I'm using a very simple csv file that I downloaded from the Internet, with only two columns. The first column is "MonthsExperience" and it goes like "3, 3, 4, 4, 5, 6..." and the second column is like "424, 387, 555, 59, 533...".
I'm trying to get the cross_val_score of the RandomForestRegressor model on simple linear regression for the sake of training.
Here's the code:
import numpy as np
import pandas as pd
data = pd.read_csv("Blogging_Income.csv")
X = data["MonthsExperience"]
y = data["Income"]
from sklearn.ensemble import RandomForestRegressor
rfr = RandomForestRegressor()
from sklearn.model_selection import cross_val_score
cv_r2 = cross_val_score(rfr, X, y, cv = 5, scoring = None)
print(cv_r2)
I get a long white warning from sklearn, pointing that all the results are turned to NaN because the model couldn't fit. The upper part of the warning/error I get is like this:
[nan nan nan nan nan]
C:\Users\----\anaconda3\lib\site-packages\sklearn\model_selection\_validation.py:615: FitFailedWarning: Estimator fit failed. The score on this train-test partition for these parameters will be set to nan. Details:
Traceback (most recent call last):
File "C:\Users\----\anaconda3\lib\site-packages\sklearn\model_selection\_validation.py", line 598, in _fit_and_score
estimator.fit(X_train, y_train, **fit_params)
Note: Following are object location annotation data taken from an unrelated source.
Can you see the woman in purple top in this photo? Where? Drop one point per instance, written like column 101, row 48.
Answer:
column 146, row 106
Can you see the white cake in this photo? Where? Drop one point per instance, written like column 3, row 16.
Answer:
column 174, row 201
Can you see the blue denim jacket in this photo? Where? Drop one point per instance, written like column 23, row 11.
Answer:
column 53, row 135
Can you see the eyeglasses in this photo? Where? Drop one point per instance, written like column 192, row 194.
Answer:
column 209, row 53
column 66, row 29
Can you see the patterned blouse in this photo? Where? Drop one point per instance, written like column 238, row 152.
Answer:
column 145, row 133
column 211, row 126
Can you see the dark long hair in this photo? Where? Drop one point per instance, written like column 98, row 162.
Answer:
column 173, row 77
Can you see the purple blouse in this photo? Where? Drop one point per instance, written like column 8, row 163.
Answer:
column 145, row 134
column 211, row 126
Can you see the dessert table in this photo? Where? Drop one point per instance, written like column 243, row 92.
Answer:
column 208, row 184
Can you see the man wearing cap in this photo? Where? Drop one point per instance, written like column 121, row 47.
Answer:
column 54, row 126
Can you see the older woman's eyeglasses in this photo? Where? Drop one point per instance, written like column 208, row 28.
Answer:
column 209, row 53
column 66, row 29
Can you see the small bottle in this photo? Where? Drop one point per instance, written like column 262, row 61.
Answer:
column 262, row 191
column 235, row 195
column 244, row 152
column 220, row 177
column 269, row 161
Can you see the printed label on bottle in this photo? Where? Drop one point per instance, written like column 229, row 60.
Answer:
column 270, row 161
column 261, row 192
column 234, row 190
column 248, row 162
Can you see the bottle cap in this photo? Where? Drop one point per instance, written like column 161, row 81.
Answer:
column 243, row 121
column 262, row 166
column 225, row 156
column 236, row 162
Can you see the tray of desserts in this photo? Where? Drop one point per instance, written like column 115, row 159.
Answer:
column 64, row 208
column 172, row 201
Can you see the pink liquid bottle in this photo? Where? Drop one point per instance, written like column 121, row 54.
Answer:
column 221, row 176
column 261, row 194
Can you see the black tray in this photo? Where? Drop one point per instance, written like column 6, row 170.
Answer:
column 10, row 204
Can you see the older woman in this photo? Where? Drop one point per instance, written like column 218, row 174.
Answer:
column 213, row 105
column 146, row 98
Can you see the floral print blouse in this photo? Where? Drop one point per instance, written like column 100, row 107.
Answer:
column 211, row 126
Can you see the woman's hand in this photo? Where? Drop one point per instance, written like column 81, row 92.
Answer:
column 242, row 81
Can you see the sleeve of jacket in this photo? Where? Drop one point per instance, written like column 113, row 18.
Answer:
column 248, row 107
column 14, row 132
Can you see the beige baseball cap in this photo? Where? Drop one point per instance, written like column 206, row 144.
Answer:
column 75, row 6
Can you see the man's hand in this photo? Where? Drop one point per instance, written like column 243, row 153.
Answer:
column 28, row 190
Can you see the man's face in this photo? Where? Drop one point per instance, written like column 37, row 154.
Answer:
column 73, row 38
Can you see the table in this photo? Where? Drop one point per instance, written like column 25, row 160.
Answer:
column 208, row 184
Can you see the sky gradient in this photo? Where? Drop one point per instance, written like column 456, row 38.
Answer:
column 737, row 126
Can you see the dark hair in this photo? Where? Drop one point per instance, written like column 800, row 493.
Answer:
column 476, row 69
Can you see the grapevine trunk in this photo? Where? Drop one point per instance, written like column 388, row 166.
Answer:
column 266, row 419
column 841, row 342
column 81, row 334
File "C:\Users\----\anaconda3\lib\site-packages\sklearn\ensemble\_forest.py", line 304, in fit
X, y = self._validate_data(X, y, multi_output=True,
File "C:\Users\----\anaconda3\lib\site-packages\sklearn\base.py", line 433, in _validate_data
X, y = check_X_y(X, y, **check_params)
File "C:\Users\----\anaconda3\lib\site-packages\sklearn\utils\validation.py", line 63, in inner_f
return f(*args, **kwargs)
File "C:\Users\----\anaconda3\lib\site-packages\sklearn\utils\validation.py", line 871, in check_X_y
X = check_array(X, accept_sparse=accept_sparse,
File "C:\Users\----\anaconda3\lib\site-packages\sklearn\utils\validation.py", line 63, in inner_f
return f(*args, **kwargs)
File "C:\Users\----\anaconda3\lib\site-packages\sklearn\utils\validation.py", line 694, in check_array
raise ValueError(
ValueError: Expected 2D array, got 1D array instead:
array=[ 6. 6. 7. 8. 8. 9. 9. 10. 11. 11. 12. 12. 12. 13. 13. 14. 14. 15.
15. 16. 16. 17. 18. 18.].
Reshape your data either using array.reshape(-1, 1) if your data has a single feature or array.reshape(1, -1) if it contains a single sample.
It appears like the array is in wrong shape but I don't understand why. I also don't understand how I could use array.reshape to make this work.
RandomForest, similarly to any other machine learning model, requires your data to be 2D. Even if you have just one feature, your X has to be N x 1, instead of a vector of length N.
You can reshape your data using numpy
X = np.array(X).reshape(-1, 1)